When dealing with text-data we therefore tend to rely on various masking techniques, where individual words or phrases are redacted or replaced by alternatives. Such operations, which we cover in section 6 may sometimes alter the semantic content of the sentence of phrase.

Standard anonymisation techniques for tabular data, such as aggregation, is difficult to apply to text data. The standard way to de-identity texts is through masking.

Anonymization refers to the process of removing all pieces of information that may, directly or indirectly, identify an individual. To meet legal requirements around anonymisation, specifically those pertaining to the GDPR, this process must be both complete and irreversible, such that it for all practical purposes is impossible to revert the process and recover the information that was concealed.
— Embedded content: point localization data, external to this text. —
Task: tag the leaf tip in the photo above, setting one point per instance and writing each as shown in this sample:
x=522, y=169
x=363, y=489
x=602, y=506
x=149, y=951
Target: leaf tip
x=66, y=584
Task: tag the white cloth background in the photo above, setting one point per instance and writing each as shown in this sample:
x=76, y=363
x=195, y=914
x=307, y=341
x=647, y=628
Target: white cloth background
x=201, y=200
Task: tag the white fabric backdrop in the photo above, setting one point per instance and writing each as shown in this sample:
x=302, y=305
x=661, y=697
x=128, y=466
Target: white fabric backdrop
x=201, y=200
This is a rather stringent requirement. Is it possible to achieve for text documents?

As discussed in section legal it is currently an unresolved matter of scholarly debate, wheather “GDPR-compliant” text anonymisation is possible in practice.

This guide aims to walk you through the steps of this anonymisation pipeline as it applies to text. In particular, we will provide practical guidance on how you can detect PII (Chapter 2), mask PII (Chapter 4) and assess disclosure risk and utility (Chapter 5). We will conclude with a discussion of this guidance relates to the legal concepts of anonymity (Chapter 6) in the European General Data Protection Regulation (GPDR).